Negotiations have been taking place in Vienna since April to work out how Iran and the US can return to compliance with the nuclear pact, which Washington abandoned in 2018 under president Donald Trump and reimposed sanctions.

Iran responded by increasingly breaching the terms of the agreement.

The pause in the talks came after Ebrahim Raisi, a hardliner and fierce critic of the West, won Iran's presidential election on Friday. Two diplomats said they expected a break of about 10 days.

Mr Raisi will take office in August, replacing pragmatist Hassan Rouhani, under whom Tehran struck the deal agreeing to limit its nuclear programme in return for the lifting of international sanctions.

Iranian and western officials say Mr Raisi's election is unlikely to alter Iran's negotiating position.

Iran's hardline supreme leader Ayatollah Ali Khamenei has the last word on all major policy.

But some Iranian officials suggested that Tehran could have an interest in pushing through an agreement before August to give Mr Raisi a clean slate.

An Iranian government official told Reuters that if a deal were finalised before Mr Raisi took office, he would be able to deflect blame for any concessions on to his predecessor.

"Rouhani, not Raisi, will be blamed for any future problems regarding the deal," the official said.

Britain, France and Germany have been acting as mediators, shifting between the Iranian delegation and a US team that is not a formal participant.

The western countries said the longer Iran breaches the deal and produces banned nuclear material, the harder it becomes to restore the pact.

"As we have stated before, time is on nobody’s side. These talks cannot be open ended," the European diplomats said.

They said the most difficult issues are yet to be resolved.

US National Security Adviser Jake Sullivan told ABC News that there was still "a fair distance to travel", including on sanctions and the nuclear commitments Iran has to make.

With the talks on pause, attention will now turn to extending a separate accord between Iran and the UN nuclear watchdog IAEA, which expires on June 24.

Iran has ended extra monitoring measures that were introduced under the 2015 deal.

EU political director Enrique Mora, who is co-ordinating the nuclear talks, said he expected an extension that would let data continue to be collected while placing limits on the IAEA's access to it for now.

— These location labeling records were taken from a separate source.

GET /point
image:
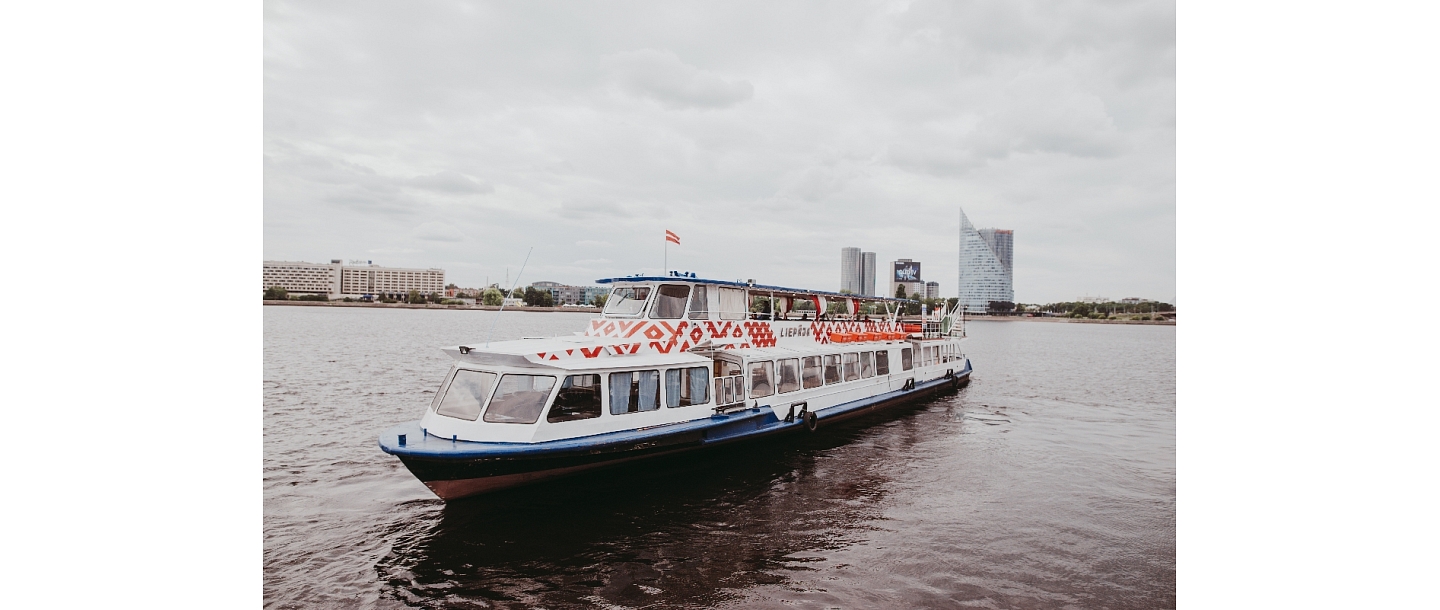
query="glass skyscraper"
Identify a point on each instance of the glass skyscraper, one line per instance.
(987, 265)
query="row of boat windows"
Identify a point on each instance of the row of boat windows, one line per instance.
(522, 397)
(671, 298)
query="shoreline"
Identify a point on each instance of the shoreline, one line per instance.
(565, 310)
(592, 310)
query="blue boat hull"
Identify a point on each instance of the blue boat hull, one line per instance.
(458, 468)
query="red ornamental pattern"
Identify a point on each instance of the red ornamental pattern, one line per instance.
(670, 335)
(821, 328)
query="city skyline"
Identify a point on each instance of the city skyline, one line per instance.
(426, 137)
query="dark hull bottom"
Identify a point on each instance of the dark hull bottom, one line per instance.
(460, 478)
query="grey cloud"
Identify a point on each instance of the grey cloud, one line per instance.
(450, 181)
(663, 76)
(594, 209)
(438, 232)
(746, 128)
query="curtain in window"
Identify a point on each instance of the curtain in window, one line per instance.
(619, 393)
(732, 304)
(673, 381)
(699, 389)
(648, 390)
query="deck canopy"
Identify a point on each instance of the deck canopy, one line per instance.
(756, 289)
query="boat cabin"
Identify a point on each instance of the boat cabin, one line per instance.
(674, 350)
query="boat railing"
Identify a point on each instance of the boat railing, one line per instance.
(729, 392)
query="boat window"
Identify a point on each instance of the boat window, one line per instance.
(811, 371)
(831, 369)
(670, 301)
(762, 379)
(634, 392)
(851, 366)
(467, 394)
(687, 386)
(519, 399)
(726, 369)
(579, 397)
(789, 371)
(699, 304)
(627, 299)
(733, 305)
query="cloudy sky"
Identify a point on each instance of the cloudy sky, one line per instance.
(768, 135)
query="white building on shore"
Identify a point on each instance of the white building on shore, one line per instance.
(339, 279)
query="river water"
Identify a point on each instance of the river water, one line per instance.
(1049, 482)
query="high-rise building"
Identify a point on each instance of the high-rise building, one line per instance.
(987, 265)
(1001, 242)
(867, 274)
(850, 269)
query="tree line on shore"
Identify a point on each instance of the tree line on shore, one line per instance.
(532, 297)
(493, 297)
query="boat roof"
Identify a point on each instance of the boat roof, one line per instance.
(779, 291)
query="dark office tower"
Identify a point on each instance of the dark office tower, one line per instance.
(850, 269)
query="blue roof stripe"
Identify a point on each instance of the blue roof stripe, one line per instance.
(758, 287)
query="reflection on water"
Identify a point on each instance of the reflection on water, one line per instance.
(1044, 484)
(677, 531)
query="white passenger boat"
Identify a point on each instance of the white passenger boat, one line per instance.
(674, 363)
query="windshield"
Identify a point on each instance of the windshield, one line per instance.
(670, 304)
(467, 394)
(627, 301)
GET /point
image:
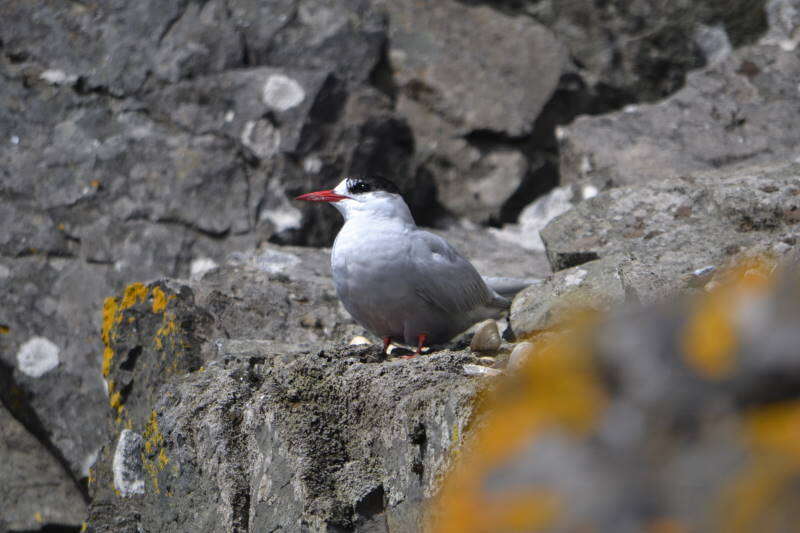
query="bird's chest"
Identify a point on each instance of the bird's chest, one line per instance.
(370, 267)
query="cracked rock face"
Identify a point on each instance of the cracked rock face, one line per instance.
(301, 435)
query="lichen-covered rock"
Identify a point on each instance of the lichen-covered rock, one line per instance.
(681, 416)
(255, 435)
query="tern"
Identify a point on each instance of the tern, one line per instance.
(398, 281)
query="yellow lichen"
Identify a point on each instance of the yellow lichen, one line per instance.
(772, 436)
(162, 459)
(709, 338)
(557, 388)
(108, 356)
(115, 400)
(134, 293)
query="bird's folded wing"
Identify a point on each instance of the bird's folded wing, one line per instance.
(443, 277)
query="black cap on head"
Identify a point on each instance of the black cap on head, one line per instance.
(370, 184)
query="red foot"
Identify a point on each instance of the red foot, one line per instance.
(421, 342)
(386, 342)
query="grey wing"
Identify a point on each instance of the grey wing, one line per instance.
(444, 278)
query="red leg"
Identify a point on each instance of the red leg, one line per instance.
(421, 338)
(421, 342)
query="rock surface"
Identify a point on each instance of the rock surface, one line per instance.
(299, 438)
(673, 416)
(36, 489)
(737, 110)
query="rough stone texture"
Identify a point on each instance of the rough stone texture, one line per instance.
(642, 49)
(451, 90)
(740, 109)
(299, 438)
(673, 417)
(36, 489)
(680, 225)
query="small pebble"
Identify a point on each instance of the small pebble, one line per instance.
(478, 370)
(521, 352)
(486, 338)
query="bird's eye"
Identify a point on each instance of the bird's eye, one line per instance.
(360, 186)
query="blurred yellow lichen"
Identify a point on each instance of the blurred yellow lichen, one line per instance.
(709, 339)
(557, 388)
(772, 437)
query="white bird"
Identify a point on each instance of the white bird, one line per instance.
(400, 282)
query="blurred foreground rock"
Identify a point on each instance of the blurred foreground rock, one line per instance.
(677, 417)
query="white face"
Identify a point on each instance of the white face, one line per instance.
(361, 202)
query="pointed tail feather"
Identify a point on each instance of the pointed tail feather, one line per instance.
(508, 287)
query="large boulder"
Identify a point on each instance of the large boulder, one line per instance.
(212, 433)
(648, 243)
(454, 93)
(676, 417)
(739, 109)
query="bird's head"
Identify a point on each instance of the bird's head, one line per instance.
(369, 197)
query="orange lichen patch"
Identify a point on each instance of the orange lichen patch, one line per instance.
(557, 388)
(115, 400)
(775, 429)
(160, 300)
(134, 293)
(162, 459)
(772, 436)
(709, 338)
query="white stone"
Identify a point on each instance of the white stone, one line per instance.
(312, 164)
(519, 355)
(127, 464)
(575, 278)
(57, 77)
(37, 357)
(589, 191)
(534, 218)
(282, 93)
(200, 266)
(479, 370)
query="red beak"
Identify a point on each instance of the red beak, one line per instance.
(322, 196)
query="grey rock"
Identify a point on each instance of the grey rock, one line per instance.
(500, 88)
(486, 338)
(640, 50)
(678, 226)
(268, 415)
(636, 410)
(449, 90)
(738, 110)
(36, 490)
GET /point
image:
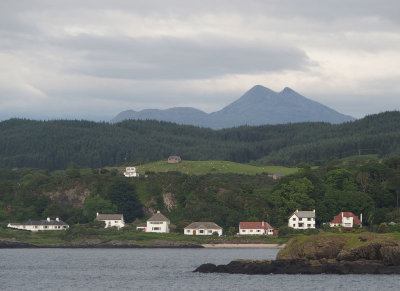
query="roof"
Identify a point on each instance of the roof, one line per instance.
(304, 214)
(109, 217)
(255, 225)
(338, 218)
(45, 222)
(203, 225)
(158, 217)
(174, 157)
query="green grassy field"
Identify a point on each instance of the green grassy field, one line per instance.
(80, 234)
(212, 167)
(360, 158)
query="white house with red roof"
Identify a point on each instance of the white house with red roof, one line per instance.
(255, 228)
(302, 219)
(111, 220)
(346, 219)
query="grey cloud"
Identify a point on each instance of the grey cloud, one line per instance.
(174, 58)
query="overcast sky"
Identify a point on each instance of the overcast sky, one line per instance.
(93, 59)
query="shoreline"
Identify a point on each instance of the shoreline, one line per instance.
(6, 244)
(238, 246)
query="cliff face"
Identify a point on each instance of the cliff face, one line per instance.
(371, 247)
(329, 254)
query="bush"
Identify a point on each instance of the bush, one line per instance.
(383, 227)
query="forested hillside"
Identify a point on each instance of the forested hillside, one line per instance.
(75, 195)
(55, 144)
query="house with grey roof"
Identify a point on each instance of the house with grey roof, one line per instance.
(174, 159)
(302, 219)
(36, 225)
(158, 223)
(202, 228)
(111, 220)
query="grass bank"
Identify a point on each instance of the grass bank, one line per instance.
(212, 167)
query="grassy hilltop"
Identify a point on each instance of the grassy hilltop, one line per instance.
(212, 167)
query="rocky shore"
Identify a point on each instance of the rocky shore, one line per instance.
(6, 244)
(322, 254)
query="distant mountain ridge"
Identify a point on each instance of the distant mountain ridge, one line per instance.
(258, 106)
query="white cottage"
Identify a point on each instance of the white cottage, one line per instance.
(202, 228)
(302, 219)
(111, 220)
(346, 219)
(36, 225)
(130, 172)
(255, 228)
(158, 223)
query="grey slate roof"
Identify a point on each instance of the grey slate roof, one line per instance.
(109, 217)
(158, 217)
(203, 225)
(45, 222)
(304, 214)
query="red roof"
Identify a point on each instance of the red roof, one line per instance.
(338, 218)
(255, 225)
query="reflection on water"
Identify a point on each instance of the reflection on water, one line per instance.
(159, 269)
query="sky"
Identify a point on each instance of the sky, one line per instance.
(93, 59)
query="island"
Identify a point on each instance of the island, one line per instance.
(327, 253)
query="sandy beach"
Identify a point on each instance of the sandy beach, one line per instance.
(266, 246)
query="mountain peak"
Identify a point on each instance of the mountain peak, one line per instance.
(258, 106)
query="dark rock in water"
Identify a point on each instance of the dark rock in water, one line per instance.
(300, 267)
(318, 255)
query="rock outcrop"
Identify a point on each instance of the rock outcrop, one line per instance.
(322, 254)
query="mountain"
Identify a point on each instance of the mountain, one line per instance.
(258, 106)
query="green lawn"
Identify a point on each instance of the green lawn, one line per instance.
(210, 167)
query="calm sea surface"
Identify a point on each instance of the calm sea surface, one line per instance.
(159, 269)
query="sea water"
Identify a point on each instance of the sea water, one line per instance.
(159, 269)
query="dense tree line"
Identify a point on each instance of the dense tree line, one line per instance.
(55, 144)
(75, 195)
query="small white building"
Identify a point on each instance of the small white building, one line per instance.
(131, 172)
(255, 228)
(157, 223)
(111, 220)
(36, 225)
(346, 219)
(141, 226)
(302, 219)
(202, 228)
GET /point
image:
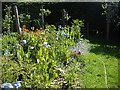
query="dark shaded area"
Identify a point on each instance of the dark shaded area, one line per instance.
(91, 12)
(105, 48)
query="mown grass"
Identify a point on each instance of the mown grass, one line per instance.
(102, 57)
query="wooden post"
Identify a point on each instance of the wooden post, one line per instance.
(63, 17)
(88, 30)
(108, 24)
(108, 28)
(17, 20)
(42, 16)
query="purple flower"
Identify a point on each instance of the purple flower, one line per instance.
(31, 47)
(67, 35)
(63, 33)
(17, 84)
(62, 79)
(24, 41)
(46, 44)
(47, 30)
(57, 37)
(6, 85)
(6, 52)
(60, 26)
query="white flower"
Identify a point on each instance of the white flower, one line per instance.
(6, 85)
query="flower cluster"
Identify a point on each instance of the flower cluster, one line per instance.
(46, 44)
(81, 48)
(63, 33)
(9, 85)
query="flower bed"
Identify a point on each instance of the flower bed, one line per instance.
(49, 59)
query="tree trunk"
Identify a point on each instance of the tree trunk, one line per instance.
(17, 20)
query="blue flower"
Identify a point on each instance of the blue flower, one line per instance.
(6, 52)
(6, 85)
(17, 84)
(24, 41)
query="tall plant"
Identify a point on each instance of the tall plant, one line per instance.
(8, 19)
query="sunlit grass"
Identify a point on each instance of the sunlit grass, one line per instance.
(93, 75)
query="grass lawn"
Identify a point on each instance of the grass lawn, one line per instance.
(101, 66)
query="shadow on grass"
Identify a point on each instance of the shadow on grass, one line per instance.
(105, 48)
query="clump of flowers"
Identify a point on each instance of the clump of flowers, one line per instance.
(81, 48)
(9, 85)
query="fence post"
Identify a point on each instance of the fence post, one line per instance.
(42, 13)
(17, 20)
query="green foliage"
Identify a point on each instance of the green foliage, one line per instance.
(24, 19)
(8, 19)
(40, 64)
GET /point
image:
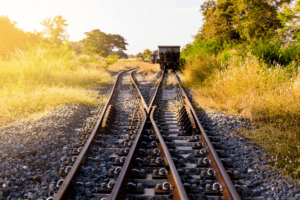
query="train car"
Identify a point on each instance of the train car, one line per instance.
(154, 58)
(169, 57)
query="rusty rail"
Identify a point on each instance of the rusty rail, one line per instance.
(61, 194)
(148, 108)
(134, 85)
(174, 178)
(229, 191)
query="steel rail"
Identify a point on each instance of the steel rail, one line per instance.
(156, 90)
(61, 194)
(229, 191)
(148, 108)
(119, 190)
(174, 178)
(134, 85)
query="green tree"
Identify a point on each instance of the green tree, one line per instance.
(289, 17)
(146, 54)
(98, 42)
(139, 55)
(239, 20)
(11, 37)
(55, 29)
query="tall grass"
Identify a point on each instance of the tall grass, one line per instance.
(145, 67)
(270, 97)
(43, 78)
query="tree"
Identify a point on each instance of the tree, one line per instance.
(290, 19)
(120, 53)
(139, 55)
(56, 29)
(146, 54)
(98, 42)
(239, 20)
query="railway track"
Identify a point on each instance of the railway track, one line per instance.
(160, 149)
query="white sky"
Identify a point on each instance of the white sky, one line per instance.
(144, 24)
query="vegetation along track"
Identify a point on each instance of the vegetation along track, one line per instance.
(158, 153)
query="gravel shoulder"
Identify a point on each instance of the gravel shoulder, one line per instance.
(33, 152)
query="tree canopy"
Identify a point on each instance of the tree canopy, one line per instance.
(239, 20)
(146, 54)
(98, 42)
(11, 37)
(56, 29)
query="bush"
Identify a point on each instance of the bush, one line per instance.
(201, 46)
(111, 59)
(272, 52)
(268, 96)
(44, 78)
(199, 68)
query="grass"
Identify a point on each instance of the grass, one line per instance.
(41, 79)
(269, 97)
(146, 68)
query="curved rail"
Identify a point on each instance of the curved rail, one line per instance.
(134, 85)
(148, 108)
(174, 178)
(119, 190)
(61, 194)
(229, 191)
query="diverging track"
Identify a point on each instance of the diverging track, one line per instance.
(153, 149)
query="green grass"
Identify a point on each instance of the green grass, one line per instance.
(269, 97)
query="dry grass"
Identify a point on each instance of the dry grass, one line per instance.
(146, 68)
(38, 80)
(268, 97)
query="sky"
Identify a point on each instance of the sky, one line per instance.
(144, 24)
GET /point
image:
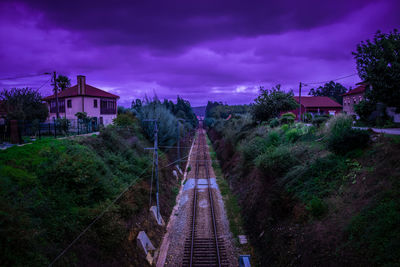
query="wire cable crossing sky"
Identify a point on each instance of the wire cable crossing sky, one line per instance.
(201, 51)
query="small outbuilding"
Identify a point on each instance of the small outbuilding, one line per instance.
(317, 105)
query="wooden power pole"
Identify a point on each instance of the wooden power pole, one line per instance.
(155, 148)
(300, 102)
(56, 93)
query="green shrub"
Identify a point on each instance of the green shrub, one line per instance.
(167, 123)
(276, 160)
(274, 123)
(315, 178)
(285, 127)
(375, 231)
(253, 148)
(342, 138)
(124, 119)
(307, 117)
(287, 118)
(293, 135)
(317, 207)
(319, 120)
(273, 138)
(342, 143)
(364, 110)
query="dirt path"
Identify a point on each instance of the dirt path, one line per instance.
(172, 251)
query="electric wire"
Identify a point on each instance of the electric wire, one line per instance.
(23, 76)
(106, 209)
(337, 79)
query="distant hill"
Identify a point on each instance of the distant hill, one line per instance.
(199, 111)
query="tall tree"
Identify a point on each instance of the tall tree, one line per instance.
(270, 103)
(332, 90)
(378, 63)
(63, 82)
(24, 104)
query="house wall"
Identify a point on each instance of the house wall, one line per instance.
(316, 110)
(88, 108)
(391, 111)
(349, 101)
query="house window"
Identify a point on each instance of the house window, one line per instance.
(53, 106)
(108, 106)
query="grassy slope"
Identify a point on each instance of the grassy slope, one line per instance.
(52, 189)
(343, 208)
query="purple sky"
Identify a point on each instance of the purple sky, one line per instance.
(211, 50)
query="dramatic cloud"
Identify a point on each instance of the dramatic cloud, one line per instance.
(211, 50)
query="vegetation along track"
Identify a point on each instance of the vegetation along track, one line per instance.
(203, 247)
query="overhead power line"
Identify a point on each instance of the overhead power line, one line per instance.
(106, 209)
(43, 84)
(24, 76)
(337, 79)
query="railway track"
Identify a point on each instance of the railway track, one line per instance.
(204, 247)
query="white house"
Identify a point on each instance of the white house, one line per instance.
(82, 97)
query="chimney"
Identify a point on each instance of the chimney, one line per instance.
(81, 84)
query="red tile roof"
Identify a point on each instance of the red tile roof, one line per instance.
(358, 90)
(90, 91)
(3, 110)
(317, 101)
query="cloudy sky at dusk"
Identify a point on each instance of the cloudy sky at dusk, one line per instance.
(200, 50)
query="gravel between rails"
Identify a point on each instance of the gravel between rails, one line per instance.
(179, 226)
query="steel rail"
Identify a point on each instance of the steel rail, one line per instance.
(202, 153)
(212, 209)
(194, 203)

While a hardliner was expected to succeed Mr Rouhani, it could play into the hands of the deal's opponents on the right in the US, and in Israel and Arab countries, who say Iran is not reforming and not trustworthy.

On Sunday, Israel's new Prime Minister Naftali Bennett said a Raisi government would be a "regime of brutal hangmen" with whom world powers should not negotiate a new nuclear accord.

Mr Raisi is under US sanctions over a past that includes what the US and human rights groups say was the extrajudicial killing of thousands of political prisoners in 1988.

He has never publicly addressed such allegations.

Mr Raisi, like Mr Khamenei, has supported the nuclear talks as a way to cancel US sanctions that have damaged Iran's economy.

Several Iranian officials said the negotiating team would remain intact for the next few months.

"Who Raisi picks as his foreign minister will reveal the new government's foreign policy approach," another official said.

The official said that nuclear policy was decided by Mr Khamenei.